The room contained a closet, and on the other side
was another closet, opening into the room the men
were in. The partition between was of boards,
and as the other door stood wide open, Joe, by placing
his head to the boards, could hear fairly well.
“You have the stock?” he heard Maurice
Vane ask.
“Yes, in my valise. Hand
me the bag and I’ll show you,” answered
the man in bed. “Oh, how weak I feel!”
he sighed.
There was a silence and then the rustling of papers.

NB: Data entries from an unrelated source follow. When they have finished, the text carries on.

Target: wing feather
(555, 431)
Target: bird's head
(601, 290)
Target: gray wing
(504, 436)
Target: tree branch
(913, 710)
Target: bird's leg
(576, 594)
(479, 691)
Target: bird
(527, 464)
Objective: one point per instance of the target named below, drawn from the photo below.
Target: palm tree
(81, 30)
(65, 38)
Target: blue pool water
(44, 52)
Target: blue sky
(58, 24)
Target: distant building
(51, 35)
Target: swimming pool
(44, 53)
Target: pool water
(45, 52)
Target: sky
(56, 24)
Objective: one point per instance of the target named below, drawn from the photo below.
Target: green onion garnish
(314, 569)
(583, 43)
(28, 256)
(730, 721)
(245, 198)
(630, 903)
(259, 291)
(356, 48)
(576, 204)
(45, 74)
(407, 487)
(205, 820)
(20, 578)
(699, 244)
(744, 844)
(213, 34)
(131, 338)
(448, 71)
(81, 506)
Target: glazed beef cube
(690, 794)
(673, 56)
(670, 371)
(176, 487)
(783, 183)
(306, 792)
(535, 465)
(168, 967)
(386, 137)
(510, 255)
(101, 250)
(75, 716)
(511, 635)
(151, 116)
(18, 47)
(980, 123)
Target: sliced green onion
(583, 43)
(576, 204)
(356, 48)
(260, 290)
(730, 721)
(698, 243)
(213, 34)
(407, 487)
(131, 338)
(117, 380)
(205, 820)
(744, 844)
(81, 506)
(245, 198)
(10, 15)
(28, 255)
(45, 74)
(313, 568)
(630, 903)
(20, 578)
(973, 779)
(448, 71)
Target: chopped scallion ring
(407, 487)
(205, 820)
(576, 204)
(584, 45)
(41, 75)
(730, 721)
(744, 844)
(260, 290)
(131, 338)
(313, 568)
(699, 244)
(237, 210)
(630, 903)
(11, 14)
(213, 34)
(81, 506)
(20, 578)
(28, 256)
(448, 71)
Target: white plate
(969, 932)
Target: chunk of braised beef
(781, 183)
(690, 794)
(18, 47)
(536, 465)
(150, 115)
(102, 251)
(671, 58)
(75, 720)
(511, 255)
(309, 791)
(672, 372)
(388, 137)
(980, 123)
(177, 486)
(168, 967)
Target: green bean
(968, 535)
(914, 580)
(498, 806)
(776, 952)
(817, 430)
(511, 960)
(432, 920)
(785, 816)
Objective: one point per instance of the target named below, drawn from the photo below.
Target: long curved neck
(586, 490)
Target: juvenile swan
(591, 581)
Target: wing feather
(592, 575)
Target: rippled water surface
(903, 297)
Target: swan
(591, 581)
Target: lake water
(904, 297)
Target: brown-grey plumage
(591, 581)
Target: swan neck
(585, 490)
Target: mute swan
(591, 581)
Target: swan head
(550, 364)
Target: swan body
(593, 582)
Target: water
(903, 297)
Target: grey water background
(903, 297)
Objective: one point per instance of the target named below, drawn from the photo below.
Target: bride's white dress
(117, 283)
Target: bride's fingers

“And what is your bottom price for these?”
went on Maurice Vane.
“Thirty thousand dollars.”
“I told Mr. Vane you might possibly
take twenty-five thousand,” came from the man
called Anderson.
“They ought to be worth face
value—fifty thousand dollars,” said
the man in bed.
A talk in a lower tone followed, and
then more rustling of papers.
“I will call to-morrow with
the cash,” said Maurice Vane, as he prepared
to leave. “In the meantime, you promise
to keep these shares for me?”
“I’ll keep them until
noon. I’ve got another offer,” said
the man in bed.
“We’ll be back,”
put in the man called Anderson. “So don’t
you sell to anybody else.”
Then the two visitors left and went
downstairs. Five minutes later they were driving
away in the direction of the railroad station.
“This certainly beats anything
I ever met before,” said Joe, to himself as
he watched them go. “I’ll wager all
I am worth that I’ve met that Anderson before,
and that he is a bad man. I do wish I could get
at the bottom of what is going on.”
In the evening he had occasion to
go upstairs in the hotel once more. To his surprise
he saw Mr. David Ball sitting in a rocking-chair, calmly
smoking a cigar and reading a paper.
“He isn’t as sick as he
was this morning,” he mused. “In fact,
I don’t think he is sick at all.”
He wished to be on hand the following
morning, when the strangers came back, but an errand
took him up the lake. He had to stop at several
places, and did not start on the return until four
in the afternoon.
On his way back Joe went ashore close
to where the old lodge was located, and something,
he could not tell what, made him run over and take
a look at the spot that had proved a shelter for Ned
and himself during the heavy storm. How many
things had occurred since that fatal day!
As our hero looked into one of the
rooms he remembered the strange men he had seen there—the
fellows who had talked about mining stocks. Then,
of a sudden, a revelation came to him, like a thunderbolt
out of a clear sky.
“I’ve got it! I’ve
got it!” he cried. “Mr. David Ball
is that fellow who called himself Malone, and Anderson
is the man named Caven! They are both imposters!”